Wenn Heuschnupfen nicht behandelt wird, kann das auf lange Sicht zu einem sogenannten Etagenwechsel führen. Das bedeutet, dass der allergische Schnupfen (Rhinitis) in ein allergisches Asthma (auch Asthma bronchiale) übergeht. Etagenwechsel heisst es deswegen, weil dann nicht mehr nur die Schleimhäute in Nase und Rachen entzündet sind, sondern auch die Bronchien. Die durch die Pollenallergie hervorgerufene Entzündung greift also von den oberen auf die unteren Atemwege über.

Wichtig: In manchen Fällen kann eine allergische Rhinitis zu einem allergischen Asthma führen. Die sorgfältige Behandlung der allergischen Rhinitis ist also eine wichtige Grundlage zur erfolgreichen Kontrolle aller Allergiesymptome.

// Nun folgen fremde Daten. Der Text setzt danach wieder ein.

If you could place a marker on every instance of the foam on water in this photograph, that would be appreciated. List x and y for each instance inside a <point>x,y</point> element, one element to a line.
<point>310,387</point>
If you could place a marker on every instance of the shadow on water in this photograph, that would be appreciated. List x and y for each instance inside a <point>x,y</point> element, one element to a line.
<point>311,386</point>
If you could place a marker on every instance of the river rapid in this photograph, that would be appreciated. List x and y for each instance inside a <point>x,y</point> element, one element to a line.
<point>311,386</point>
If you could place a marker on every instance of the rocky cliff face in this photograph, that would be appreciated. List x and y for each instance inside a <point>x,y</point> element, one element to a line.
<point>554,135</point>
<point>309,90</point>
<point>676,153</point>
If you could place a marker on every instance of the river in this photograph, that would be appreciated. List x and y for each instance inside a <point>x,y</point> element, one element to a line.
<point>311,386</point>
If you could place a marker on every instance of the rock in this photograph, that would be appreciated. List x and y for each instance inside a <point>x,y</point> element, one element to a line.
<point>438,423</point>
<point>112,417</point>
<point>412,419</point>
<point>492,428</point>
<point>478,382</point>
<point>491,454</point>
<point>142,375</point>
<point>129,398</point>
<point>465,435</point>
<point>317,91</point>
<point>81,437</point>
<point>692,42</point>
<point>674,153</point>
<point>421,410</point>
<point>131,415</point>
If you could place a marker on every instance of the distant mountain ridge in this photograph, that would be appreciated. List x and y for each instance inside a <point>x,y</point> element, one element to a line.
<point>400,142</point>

Pollenallergie bei Kindern behandeln

Auch bei Kindern ist eine frühzeitige und gezielte Heuschnupfen-Therapie wichtig. Denn gerade die Kleinen leiden häufig sehr unter den Symptomen. In einem ersten Schritt sollten Sie von einem Facharzt untersuchen lassen, auf welche Pollen Ihr Kind allergisch ist. Denn dann können Sie herausfinden, wann diese Pollen Saison haben und versuchen, sie im Sinne der Allergen-Karenz so gut es geht zu meiden.

Gut zu wissen: Hilfreiche Tipps, damit Ihr Kind gut durch die Pollensaison kommt, erfahren Sie hier. Bei der Heuschnupfen-Behandlung können bei Kindern grundsätzlich ähnliche Medikamente wie bei Erwachsenen eingesetzt werden. Dies gilt natürlich nur, sofern das Medikament auch für Kinder zugelassen ist.

Wichtig: Lesen Sie immer in der Packungsbeilage nach, ob das Arzneimittel für Kinder zugelassen ist bzw. ab welchen Alter und in welcher Dosierung es angewendet werden darf.

Opticrom Allergo® Augentropfen sind beispielsweise bereits für Kinder ab vier Jahren zugelassen und lindern juckende, tränende Augen.